U.S. Department of Transportation
Federal Highway Administration
1200 New Jersey Avenue, SE
Washington, DC 20590
Kirk Steudle, P.E.
by Kirk Steudle, P.E. on March 19, 2012
President — AASHTO
State Transportation Director
Michigan Department of Transportation
As transportation leaders, it is our duty to advance projects while considering the needs of the communities we serve, the impacts to the motoring public, and appropriate use of public funds. Our Governor in Michigan emphasizes the need to rethink everything and reinvent the State through innovation and by working smarter and more efficiently. At the Michigan Department of Transportation (MDOT), we have long embraced those challenges and continue to explore new ways of doing business that provide continuing benefit to our customers while maximizing resources. The Federal Highway Administration’s Every Day Counts initiative encourages the use of alternate processes and methods that will help State departments of transportation accomplish their goals better, faster, safer, smarter, and cheaper.
The transportation industry faces many challenges while maintaining and improving our aging infrastructure.

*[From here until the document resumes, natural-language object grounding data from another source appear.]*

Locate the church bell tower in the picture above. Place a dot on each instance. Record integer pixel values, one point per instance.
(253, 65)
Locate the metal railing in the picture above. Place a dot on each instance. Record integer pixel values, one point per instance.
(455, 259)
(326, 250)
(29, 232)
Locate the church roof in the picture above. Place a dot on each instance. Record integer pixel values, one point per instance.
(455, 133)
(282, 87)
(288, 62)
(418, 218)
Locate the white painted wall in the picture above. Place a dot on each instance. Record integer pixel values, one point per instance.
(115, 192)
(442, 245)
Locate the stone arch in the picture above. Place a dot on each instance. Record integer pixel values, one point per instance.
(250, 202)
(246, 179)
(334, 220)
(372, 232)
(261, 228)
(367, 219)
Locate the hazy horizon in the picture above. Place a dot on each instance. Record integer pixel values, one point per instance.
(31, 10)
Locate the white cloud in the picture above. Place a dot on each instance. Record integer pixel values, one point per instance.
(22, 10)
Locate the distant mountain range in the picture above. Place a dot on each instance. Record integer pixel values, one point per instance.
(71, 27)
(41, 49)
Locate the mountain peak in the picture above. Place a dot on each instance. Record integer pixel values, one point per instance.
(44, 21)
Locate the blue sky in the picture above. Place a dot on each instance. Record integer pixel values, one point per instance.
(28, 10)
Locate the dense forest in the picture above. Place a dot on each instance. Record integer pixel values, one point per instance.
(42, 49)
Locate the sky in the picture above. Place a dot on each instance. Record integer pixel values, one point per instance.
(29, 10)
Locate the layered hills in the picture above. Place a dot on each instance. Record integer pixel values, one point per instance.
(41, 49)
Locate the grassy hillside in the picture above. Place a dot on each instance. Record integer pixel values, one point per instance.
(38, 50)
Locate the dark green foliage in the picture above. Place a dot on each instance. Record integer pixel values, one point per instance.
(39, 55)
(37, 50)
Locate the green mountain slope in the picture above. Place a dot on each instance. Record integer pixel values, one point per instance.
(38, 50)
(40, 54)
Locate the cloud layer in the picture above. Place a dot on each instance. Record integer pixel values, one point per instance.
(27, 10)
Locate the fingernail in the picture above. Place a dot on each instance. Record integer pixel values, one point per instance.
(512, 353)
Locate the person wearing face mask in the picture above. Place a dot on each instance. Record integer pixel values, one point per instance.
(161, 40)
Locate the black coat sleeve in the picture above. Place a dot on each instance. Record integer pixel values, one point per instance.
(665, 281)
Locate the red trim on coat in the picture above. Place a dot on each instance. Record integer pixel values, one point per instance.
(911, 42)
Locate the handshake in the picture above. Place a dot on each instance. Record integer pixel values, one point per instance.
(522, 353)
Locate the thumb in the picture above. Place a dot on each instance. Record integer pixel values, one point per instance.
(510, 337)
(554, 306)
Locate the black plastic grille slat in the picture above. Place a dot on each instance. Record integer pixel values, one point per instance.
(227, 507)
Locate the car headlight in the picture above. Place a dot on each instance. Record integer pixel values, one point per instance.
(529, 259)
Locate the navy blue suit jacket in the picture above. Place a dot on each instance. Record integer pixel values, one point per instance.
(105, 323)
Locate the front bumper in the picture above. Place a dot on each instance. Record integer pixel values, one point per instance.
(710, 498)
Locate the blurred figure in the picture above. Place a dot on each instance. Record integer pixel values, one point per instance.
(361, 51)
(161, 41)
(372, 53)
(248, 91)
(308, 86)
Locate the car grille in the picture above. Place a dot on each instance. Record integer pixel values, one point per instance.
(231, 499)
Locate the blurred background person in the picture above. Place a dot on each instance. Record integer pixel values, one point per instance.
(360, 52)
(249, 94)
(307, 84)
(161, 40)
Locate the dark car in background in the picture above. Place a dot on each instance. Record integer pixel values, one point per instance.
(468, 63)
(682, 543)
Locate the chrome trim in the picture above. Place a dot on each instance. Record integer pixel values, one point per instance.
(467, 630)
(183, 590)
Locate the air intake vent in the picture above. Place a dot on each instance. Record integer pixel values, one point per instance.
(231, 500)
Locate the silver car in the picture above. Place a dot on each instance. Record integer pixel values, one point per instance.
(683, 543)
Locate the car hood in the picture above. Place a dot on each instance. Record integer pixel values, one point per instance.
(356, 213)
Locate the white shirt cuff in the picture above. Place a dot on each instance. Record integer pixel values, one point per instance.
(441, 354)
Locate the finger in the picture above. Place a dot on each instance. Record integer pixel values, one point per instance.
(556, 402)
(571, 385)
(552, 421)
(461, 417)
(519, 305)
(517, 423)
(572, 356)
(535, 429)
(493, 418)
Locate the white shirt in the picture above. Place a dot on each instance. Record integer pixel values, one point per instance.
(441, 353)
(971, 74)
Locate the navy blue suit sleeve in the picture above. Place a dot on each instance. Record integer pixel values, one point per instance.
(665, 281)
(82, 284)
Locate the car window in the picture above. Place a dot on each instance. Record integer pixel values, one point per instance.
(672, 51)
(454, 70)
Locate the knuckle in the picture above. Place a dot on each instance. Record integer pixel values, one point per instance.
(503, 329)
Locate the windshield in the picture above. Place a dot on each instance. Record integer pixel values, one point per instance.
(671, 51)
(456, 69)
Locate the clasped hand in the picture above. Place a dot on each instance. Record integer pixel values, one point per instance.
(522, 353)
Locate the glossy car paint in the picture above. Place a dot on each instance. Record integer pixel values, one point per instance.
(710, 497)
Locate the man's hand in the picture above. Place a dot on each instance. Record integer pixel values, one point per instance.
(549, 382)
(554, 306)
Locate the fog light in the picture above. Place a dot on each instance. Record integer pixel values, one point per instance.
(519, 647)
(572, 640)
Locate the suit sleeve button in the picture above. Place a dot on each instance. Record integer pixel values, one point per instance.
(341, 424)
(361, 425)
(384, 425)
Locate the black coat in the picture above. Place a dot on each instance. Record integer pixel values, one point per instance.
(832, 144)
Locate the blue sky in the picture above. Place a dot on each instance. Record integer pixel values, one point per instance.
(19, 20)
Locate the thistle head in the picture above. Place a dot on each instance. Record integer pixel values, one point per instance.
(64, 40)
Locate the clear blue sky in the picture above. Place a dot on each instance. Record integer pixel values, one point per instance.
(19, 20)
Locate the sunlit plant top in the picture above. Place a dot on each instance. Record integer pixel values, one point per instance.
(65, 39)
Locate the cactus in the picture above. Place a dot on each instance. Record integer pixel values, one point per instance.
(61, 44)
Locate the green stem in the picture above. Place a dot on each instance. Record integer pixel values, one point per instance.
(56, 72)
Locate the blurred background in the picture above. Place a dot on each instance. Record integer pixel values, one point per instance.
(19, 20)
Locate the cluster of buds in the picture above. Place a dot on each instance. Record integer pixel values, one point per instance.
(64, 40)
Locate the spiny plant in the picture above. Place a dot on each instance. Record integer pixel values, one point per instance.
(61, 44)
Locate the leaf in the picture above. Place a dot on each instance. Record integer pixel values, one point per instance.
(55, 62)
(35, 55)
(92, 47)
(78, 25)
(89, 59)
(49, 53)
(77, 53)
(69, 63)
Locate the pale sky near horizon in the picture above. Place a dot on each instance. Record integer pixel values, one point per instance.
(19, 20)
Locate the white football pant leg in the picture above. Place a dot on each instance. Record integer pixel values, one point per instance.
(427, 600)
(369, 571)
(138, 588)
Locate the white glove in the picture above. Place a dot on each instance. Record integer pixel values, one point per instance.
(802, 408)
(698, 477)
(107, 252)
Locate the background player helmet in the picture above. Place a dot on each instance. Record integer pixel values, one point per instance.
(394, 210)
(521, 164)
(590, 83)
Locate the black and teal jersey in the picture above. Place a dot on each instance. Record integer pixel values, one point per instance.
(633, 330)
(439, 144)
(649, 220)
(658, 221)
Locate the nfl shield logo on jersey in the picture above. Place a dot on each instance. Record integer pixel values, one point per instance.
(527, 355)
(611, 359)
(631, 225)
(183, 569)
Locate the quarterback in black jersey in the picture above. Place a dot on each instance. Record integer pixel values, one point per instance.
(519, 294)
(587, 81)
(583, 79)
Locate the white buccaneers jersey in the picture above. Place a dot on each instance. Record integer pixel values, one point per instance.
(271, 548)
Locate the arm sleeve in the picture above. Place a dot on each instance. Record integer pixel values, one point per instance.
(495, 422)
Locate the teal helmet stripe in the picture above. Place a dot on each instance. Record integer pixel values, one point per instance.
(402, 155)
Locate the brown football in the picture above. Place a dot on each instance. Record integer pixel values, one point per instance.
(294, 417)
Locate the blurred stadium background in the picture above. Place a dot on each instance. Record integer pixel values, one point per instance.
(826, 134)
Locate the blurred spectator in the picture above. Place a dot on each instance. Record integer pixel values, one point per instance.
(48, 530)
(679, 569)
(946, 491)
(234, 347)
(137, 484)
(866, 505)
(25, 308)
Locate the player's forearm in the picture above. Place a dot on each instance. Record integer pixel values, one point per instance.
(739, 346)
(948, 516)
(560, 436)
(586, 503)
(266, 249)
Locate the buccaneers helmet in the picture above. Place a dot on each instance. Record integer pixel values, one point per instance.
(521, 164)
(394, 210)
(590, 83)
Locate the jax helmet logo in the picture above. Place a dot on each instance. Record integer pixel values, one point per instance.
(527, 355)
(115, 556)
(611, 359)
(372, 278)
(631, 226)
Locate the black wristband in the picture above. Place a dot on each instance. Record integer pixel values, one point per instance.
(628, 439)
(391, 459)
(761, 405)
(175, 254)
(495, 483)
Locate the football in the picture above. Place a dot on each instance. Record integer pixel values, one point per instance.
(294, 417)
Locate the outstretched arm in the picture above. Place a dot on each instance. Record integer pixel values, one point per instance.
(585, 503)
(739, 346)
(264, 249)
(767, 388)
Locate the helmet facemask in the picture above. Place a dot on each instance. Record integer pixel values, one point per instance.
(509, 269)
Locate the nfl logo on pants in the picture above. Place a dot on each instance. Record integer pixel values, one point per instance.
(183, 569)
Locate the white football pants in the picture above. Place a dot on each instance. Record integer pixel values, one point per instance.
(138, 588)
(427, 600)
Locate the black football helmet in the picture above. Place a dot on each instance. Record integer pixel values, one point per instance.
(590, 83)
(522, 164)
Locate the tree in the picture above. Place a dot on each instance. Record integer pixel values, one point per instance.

Inadequate funding levels and pressure to reduce delay and congestion are common across the country. Every Day Counts promotes solutions to these concerns by accelerating technology and innovation deployment and shortening project delivery timeframes. These initiatives are helping transform our industry to one that embraces creativity.
It is imperative that we learn to match the needs of each project with the known benefits of proven innovative techniques and leverage innovation to keep pace with the needs of the system we are dedicated to maintain. The Every Day Counts initiative does not mandate the use of any particular methodology, but it does provide a forum for demonstrating how efficiencies in all phases of a project can be implemented to expedite project delivery and produce more cost effective projects. It encourages a culture of innovation that is supported by transportation leaders in the State and Federal Government.
The MDOT used tools highlighted in Every Day Counts to deliver a relatively small, but still quite challenging, slope stability project on M-222, the primary east-west route through a rural county seat. The integration of design and construction was needed to expedite delivery of a project facing limited site access through environmentally sensitive areas, as well as traffic safety and mobility concerns.
MDOT engineers turned to the Construction Manager/General Contractor (CM/GC) contracting method, which allowed the department to create a team of design engineers and experienced contractors to be collaborate on the project during development and through construction. MDOT, the designer, and CM/GC worked together to quickly develop an efficient plan that would resolve site access issues and mitigate other concerns. By integrating the design and construction activities, the project work was successfully completed and M-222 traffic was rapidly restored. MDOT would not have been able to advance the procurement of materials, accelerate the design, agree on a price and open the roadway in an expedited timeframe without using this innovative approach.
Based on the success and lessons learned from the M-222 project, MDOT is moving forward with two additional CM/GC projects in 2012. This contracting method will be employed to rehabilitate a complex precast segmental bridge on I-75 over the Saginaw River, and for construction on a unique project that includes a pavilion, a universally accessible water feature/playscape, tensile structures, and a non-motorized path.
The projects are vastly different in scope and size, but have unique risks that require collaboration between MDOT, our design team, and expertise from experience contractors.